Rajon Rondo was a poor fit with the Dallas Mavericks from the beginning. Space and movement have always been what deemed offenses featuring Dirk Nowitzki so lethal, and the former All-Star’s playing style directly clashed with those basketball ideologies. Not only is Rondo a poor, reluctant shooter from all areas of the floor, but he’s a deliberate, prodding floor general, one who much prefers to probe defenses with his dribble than quick-hitting passes to teammates – a losing proposition for the Mavericks.

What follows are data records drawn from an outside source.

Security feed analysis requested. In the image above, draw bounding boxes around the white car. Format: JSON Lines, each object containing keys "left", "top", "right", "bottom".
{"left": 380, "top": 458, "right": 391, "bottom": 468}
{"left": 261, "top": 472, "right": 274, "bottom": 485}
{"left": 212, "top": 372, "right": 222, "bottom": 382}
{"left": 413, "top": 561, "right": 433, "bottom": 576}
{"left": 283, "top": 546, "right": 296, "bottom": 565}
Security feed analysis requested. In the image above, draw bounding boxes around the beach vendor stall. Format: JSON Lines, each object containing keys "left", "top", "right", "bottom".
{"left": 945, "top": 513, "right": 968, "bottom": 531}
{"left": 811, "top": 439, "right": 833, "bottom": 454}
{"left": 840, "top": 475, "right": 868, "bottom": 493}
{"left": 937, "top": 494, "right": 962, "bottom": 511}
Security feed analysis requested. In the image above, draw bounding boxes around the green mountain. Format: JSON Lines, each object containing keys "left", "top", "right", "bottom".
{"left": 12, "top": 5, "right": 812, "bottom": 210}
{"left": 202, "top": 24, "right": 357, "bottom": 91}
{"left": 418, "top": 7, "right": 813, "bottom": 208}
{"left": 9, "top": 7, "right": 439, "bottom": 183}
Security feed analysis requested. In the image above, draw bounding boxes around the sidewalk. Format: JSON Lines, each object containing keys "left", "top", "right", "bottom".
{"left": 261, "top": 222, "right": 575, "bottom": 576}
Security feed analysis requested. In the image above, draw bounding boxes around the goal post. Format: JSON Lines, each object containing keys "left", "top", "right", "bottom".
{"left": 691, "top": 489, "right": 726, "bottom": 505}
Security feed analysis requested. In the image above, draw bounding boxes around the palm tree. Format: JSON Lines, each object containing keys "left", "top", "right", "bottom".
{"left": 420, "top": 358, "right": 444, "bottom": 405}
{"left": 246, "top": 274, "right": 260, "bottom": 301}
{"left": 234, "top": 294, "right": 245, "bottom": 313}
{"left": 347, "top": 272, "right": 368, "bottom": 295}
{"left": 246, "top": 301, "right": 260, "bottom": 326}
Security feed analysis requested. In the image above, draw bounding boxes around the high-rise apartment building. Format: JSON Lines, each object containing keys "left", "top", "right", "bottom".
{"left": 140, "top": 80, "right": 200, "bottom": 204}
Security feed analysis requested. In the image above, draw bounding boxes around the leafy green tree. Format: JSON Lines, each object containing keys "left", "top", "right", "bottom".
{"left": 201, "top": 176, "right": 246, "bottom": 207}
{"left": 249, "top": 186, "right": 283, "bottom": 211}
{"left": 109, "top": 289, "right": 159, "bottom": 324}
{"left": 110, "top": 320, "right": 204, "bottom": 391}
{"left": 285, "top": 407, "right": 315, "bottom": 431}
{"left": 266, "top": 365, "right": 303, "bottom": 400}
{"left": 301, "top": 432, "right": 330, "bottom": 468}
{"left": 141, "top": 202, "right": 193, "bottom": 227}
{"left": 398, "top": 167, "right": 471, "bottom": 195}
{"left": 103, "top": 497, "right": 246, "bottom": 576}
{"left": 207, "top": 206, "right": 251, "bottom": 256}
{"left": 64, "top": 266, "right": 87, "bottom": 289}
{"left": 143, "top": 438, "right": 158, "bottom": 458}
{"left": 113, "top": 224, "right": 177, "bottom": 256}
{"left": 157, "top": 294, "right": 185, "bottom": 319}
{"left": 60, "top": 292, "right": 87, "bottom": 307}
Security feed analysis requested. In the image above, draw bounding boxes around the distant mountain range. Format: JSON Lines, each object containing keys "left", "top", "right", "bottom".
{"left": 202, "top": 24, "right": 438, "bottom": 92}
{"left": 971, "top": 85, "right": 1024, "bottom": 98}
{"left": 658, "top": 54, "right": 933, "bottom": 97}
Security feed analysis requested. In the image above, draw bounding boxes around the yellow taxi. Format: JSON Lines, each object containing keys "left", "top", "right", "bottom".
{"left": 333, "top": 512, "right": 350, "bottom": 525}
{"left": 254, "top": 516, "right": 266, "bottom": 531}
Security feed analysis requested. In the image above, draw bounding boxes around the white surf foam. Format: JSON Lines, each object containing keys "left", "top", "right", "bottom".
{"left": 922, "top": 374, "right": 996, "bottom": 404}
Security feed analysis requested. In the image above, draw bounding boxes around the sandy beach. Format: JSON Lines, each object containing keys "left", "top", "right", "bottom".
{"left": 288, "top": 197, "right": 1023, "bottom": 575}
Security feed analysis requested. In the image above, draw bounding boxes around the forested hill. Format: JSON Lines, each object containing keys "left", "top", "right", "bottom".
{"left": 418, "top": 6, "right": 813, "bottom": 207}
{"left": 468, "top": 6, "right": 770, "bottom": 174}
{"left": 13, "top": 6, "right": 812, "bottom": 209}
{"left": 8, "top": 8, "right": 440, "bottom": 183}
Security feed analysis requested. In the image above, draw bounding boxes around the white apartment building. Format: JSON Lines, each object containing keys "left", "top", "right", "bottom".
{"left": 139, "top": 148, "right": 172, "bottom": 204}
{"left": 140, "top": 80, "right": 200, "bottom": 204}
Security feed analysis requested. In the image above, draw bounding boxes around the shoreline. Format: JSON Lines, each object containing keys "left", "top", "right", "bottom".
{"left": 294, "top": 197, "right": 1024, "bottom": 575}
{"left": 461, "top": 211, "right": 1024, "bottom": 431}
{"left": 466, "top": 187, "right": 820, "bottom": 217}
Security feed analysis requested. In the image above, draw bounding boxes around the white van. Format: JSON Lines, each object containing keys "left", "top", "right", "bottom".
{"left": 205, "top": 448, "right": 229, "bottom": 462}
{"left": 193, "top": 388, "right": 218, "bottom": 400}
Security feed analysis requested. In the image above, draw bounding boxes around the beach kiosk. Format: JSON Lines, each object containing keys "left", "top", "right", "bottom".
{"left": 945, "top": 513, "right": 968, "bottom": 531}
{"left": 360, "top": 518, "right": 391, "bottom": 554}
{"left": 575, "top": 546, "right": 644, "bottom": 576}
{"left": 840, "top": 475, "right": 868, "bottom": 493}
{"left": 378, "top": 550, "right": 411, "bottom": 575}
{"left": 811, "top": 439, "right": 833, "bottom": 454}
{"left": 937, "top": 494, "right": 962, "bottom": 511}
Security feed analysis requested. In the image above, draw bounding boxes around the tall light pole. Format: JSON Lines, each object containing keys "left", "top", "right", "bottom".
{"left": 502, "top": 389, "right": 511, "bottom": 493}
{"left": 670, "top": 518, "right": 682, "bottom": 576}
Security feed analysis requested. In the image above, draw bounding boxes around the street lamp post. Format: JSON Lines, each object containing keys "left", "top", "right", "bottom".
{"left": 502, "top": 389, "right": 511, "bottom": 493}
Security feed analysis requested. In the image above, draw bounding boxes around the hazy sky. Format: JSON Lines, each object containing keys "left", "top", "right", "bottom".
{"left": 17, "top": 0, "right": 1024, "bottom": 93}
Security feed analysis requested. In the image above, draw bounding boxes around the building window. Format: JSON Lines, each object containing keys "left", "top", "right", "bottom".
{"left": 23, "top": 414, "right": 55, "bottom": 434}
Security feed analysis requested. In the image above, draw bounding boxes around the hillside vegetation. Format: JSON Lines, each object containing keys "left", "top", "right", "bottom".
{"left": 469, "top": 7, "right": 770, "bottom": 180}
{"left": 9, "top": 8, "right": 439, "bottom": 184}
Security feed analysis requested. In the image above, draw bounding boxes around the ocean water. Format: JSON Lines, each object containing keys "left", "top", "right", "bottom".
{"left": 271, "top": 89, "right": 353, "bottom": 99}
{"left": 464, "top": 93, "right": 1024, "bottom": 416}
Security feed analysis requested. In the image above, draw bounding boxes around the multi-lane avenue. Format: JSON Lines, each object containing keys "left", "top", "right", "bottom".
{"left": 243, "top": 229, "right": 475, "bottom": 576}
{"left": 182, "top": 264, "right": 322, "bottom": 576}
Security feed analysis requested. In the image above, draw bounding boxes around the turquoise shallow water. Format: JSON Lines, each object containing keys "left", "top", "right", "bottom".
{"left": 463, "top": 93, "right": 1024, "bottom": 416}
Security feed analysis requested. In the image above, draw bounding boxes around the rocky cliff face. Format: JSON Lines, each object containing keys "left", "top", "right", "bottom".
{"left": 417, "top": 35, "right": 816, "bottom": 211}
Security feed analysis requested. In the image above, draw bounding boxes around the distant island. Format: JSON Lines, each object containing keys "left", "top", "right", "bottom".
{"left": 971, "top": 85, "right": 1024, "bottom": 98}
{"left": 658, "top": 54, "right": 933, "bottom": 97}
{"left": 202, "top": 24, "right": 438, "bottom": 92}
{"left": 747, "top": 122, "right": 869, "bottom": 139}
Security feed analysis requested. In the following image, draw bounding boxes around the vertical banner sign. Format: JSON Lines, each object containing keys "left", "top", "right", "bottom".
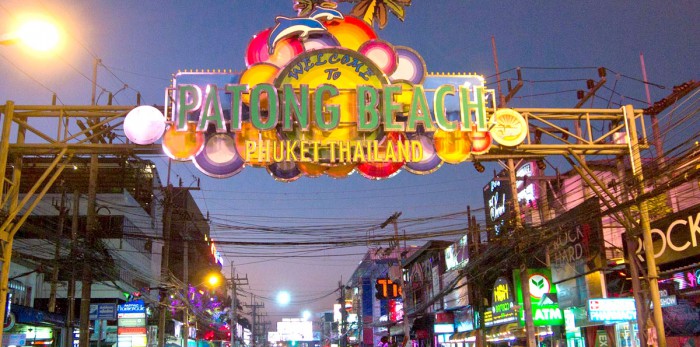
{"left": 117, "top": 300, "right": 147, "bottom": 347}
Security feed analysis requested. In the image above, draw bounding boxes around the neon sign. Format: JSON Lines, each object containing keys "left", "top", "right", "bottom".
{"left": 123, "top": 6, "right": 529, "bottom": 181}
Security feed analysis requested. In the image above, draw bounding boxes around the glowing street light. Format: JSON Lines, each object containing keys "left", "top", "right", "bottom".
{"left": 204, "top": 272, "right": 223, "bottom": 288}
{"left": 276, "top": 291, "right": 291, "bottom": 306}
{"left": 301, "top": 310, "right": 311, "bottom": 321}
{"left": 0, "top": 17, "right": 61, "bottom": 52}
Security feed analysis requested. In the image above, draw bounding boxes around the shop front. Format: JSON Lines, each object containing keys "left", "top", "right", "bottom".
{"left": 3, "top": 304, "right": 66, "bottom": 347}
{"left": 433, "top": 312, "right": 454, "bottom": 347}
{"left": 447, "top": 307, "right": 478, "bottom": 347}
{"left": 629, "top": 203, "right": 700, "bottom": 345}
{"left": 483, "top": 323, "right": 521, "bottom": 346}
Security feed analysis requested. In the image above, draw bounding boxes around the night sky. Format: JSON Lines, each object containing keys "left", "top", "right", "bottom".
{"left": 1, "top": 0, "right": 698, "bottom": 325}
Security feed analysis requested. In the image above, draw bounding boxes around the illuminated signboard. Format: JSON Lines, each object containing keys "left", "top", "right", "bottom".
{"left": 547, "top": 198, "right": 605, "bottom": 307}
{"left": 445, "top": 235, "right": 468, "bottom": 271}
{"left": 627, "top": 204, "right": 700, "bottom": 267}
{"left": 515, "top": 162, "right": 539, "bottom": 208}
{"left": 277, "top": 318, "right": 313, "bottom": 341}
{"left": 117, "top": 300, "right": 145, "bottom": 315}
{"left": 512, "top": 268, "right": 564, "bottom": 326}
{"left": 433, "top": 323, "right": 455, "bottom": 334}
{"left": 659, "top": 267, "right": 700, "bottom": 296}
{"left": 375, "top": 278, "right": 402, "bottom": 300}
{"left": 587, "top": 298, "right": 636, "bottom": 322}
{"left": 482, "top": 161, "right": 537, "bottom": 238}
{"left": 117, "top": 300, "right": 147, "bottom": 346}
{"left": 209, "top": 238, "right": 224, "bottom": 266}
{"left": 484, "top": 277, "right": 517, "bottom": 327}
{"left": 123, "top": 7, "right": 529, "bottom": 181}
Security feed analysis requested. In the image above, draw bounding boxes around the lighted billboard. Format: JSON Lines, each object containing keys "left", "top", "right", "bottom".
{"left": 123, "top": 6, "right": 529, "bottom": 181}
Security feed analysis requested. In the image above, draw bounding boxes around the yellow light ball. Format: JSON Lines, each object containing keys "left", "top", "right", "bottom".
{"left": 433, "top": 129, "right": 472, "bottom": 164}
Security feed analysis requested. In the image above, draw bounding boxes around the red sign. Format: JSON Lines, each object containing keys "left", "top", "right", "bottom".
{"left": 375, "top": 278, "right": 402, "bottom": 299}
{"left": 118, "top": 327, "right": 147, "bottom": 335}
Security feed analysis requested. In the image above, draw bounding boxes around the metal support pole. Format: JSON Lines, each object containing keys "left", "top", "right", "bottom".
{"left": 251, "top": 294, "right": 256, "bottom": 347}
{"left": 0, "top": 101, "right": 14, "bottom": 202}
{"left": 624, "top": 105, "right": 666, "bottom": 347}
{"left": 230, "top": 262, "right": 237, "bottom": 347}
{"left": 79, "top": 154, "right": 98, "bottom": 347}
{"left": 617, "top": 156, "right": 648, "bottom": 347}
{"left": 91, "top": 59, "right": 101, "bottom": 106}
{"left": 390, "top": 215, "right": 410, "bottom": 347}
{"left": 338, "top": 283, "right": 347, "bottom": 347}
{"left": 158, "top": 182, "right": 173, "bottom": 347}
{"left": 0, "top": 101, "right": 21, "bottom": 347}
{"left": 183, "top": 239, "right": 189, "bottom": 347}
{"left": 49, "top": 184, "right": 67, "bottom": 312}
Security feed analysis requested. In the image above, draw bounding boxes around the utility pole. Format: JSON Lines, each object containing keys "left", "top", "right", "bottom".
{"left": 229, "top": 264, "right": 248, "bottom": 347}
{"left": 337, "top": 281, "right": 347, "bottom": 347}
{"left": 157, "top": 181, "right": 173, "bottom": 347}
{"left": 158, "top": 174, "right": 200, "bottom": 347}
{"left": 79, "top": 154, "right": 99, "bottom": 347}
{"left": 245, "top": 294, "right": 264, "bottom": 347}
{"left": 625, "top": 105, "right": 667, "bottom": 347}
{"left": 49, "top": 183, "right": 67, "bottom": 312}
{"left": 617, "top": 156, "right": 648, "bottom": 347}
{"left": 259, "top": 320, "right": 271, "bottom": 347}
{"left": 505, "top": 159, "right": 536, "bottom": 347}
{"left": 380, "top": 212, "right": 410, "bottom": 347}
{"left": 183, "top": 236, "right": 189, "bottom": 347}
{"left": 467, "top": 206, "right": 484, "bottom": 347}
{"left": 65, "top": 190, "right": 80, "bottom": 347}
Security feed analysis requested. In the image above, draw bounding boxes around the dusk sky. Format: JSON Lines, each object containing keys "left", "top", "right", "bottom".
{"left": 1, "top": 0, "right": 698, "bottom": 325}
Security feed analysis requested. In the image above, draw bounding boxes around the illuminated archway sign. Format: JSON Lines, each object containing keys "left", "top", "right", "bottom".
{"left": 146, "top": 9, "right": 528, "bottom": 180}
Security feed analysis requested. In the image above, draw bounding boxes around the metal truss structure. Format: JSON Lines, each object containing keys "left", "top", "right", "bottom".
{"left": 0, "top": 101, "right": 677, "bottom": 346}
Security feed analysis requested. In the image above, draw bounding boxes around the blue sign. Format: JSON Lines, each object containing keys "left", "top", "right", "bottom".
{"left": 90, "top": 303, "right": 117, "bottom": 320}
{"left": 118, "top": 300, "right": 146, "bottom": 314}
{"left": 588, "top": 298, "right": 636, "bottom": 322}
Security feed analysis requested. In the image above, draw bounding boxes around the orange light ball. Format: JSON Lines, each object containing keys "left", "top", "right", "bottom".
{"left": 162, "top": 123, "right": 205, "bottom": 161}
{"left": 325, "top": 163, "right": 356, "bottom": 178}
{"left": 323, "top": 16, "right": 377, "bottom": 51}
{"left": 470, "top": 127, "right": 492, "bottom": 155}
{"left": 433, "top": 129, "right": 472, "bottom": 164}
{"left": 297, "top": 162, "right": 328, "bottom": 177}
{"left": 239, "top": 63, "right": 280, "bottom": 108}
{"left": 234, "top": 122, "right": 279, "bottom": 167}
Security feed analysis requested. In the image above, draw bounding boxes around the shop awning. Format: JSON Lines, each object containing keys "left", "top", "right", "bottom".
{"left": 484, "top": 323, "right": 521, "bottom": 339}
{"left": 449, "top": 330, "right": 477, "bottom": 341}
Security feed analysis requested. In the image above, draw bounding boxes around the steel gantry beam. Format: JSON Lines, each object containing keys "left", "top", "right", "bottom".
{"left": 0, "top": 101, "right": 661, "bottom": 345}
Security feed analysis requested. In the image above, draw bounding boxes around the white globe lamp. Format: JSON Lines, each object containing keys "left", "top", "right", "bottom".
{"left": 124, "top": 105, "right": 166, "bottom": 145}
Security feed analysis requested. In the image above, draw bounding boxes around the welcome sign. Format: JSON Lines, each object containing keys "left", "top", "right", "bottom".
{"left": 125, "top": 6, "right": 529, "bottom": 181}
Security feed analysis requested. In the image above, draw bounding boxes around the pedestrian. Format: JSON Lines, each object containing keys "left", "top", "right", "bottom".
{"left": 379, "top": 336, "right": 390, "bottom": 347}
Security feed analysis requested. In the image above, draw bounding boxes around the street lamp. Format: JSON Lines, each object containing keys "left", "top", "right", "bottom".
{"left": 204, "top": 272, "right": 224, "bottom": 288}
{"left": 0, "top": 17, "right": 61, "bottom": 52}
{"left": 0, "top": 14, "right": 64, "bottom": 347}
{"left": 276, "top": 291, "right": 291, "bottom": 306}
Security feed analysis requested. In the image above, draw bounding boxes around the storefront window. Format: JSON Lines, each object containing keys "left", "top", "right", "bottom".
{"left": 8, "top": 280, "right": 30, "bottom": 306}
{"left": 614, "top": 323, "right": 639, "bottom": 347}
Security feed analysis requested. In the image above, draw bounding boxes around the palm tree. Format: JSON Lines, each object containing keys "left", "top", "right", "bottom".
{"left": 294, "top": 0, "right": 339, "bottom": 17}
{"left": 341, "top": 0, "right": 411, "bottom": 29}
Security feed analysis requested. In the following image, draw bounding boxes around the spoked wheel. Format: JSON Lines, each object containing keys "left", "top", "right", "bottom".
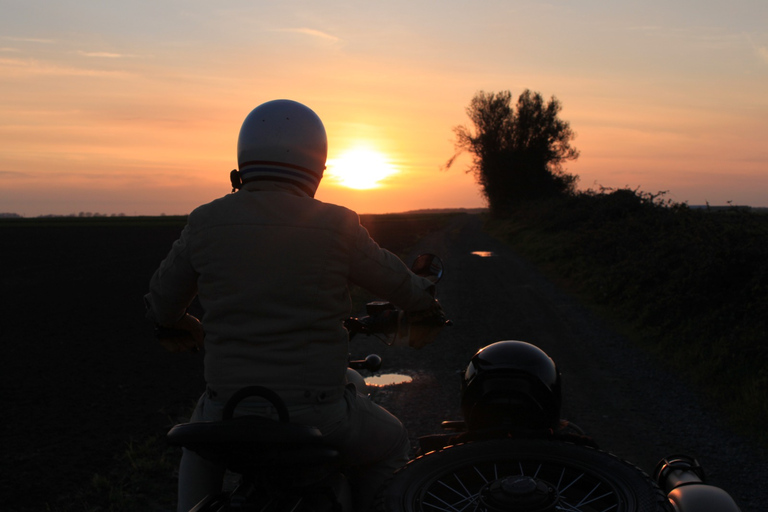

All of that was obvious when Mark Cuban swung for the fences by trading for the disgruntled point guard last December. The hope was that sheer talent would force would mismatched puzzle pieces into place, propelling Dallas back to heights of contention it hadn’t reached since winning a title in 2011. That never happened, of course, and Rick Carlisle’s concerted efforts to ensure it did served the opposite purpose, alienating Rondo to the point of no return before the season even ended – and famously leading to an in-game exchange of profanity between the two.
After letting their new playmaker walk in free agency, the Mavericks surely sought to replace him by finding a successor who could peacefully coexist with their lauded head coach. Given the comments of one person close to Deron Williams, though, it seems the team might have doubled-down on its problem by bringing the Dallas native back home.
In an interview with Laura Thompson of Salt City Hoops, long-time Utah Jazz team physician Dr. Lyle Mason detailed his front-row seat to watching Williams – with whom he’s still friendly, by the way – openly refute the play-calls of legendary coach Jerry Sloan.
Deron was the opposite of Stockton: Deron could not handle the coach calling any plays. He wanted to call every play. I’ll never understand why that was such a big deal, that if the coach called one play, he was going to run another one, which he always did. And that was part of what really drove them apart, was that Deron just decided he didn’t need coaching, and Jerry obviously thought otherwise.
It’s no secret that Sloan and Williams clashed during their final days with the Jazz. Though all parties involved never confirmed loud rumors that Sloan’s relationship with his star player was the reason for his sudden resignation in February of 2011, the writing was on the wall less than three weeks later when Williams was traded to the New Jersey Nets.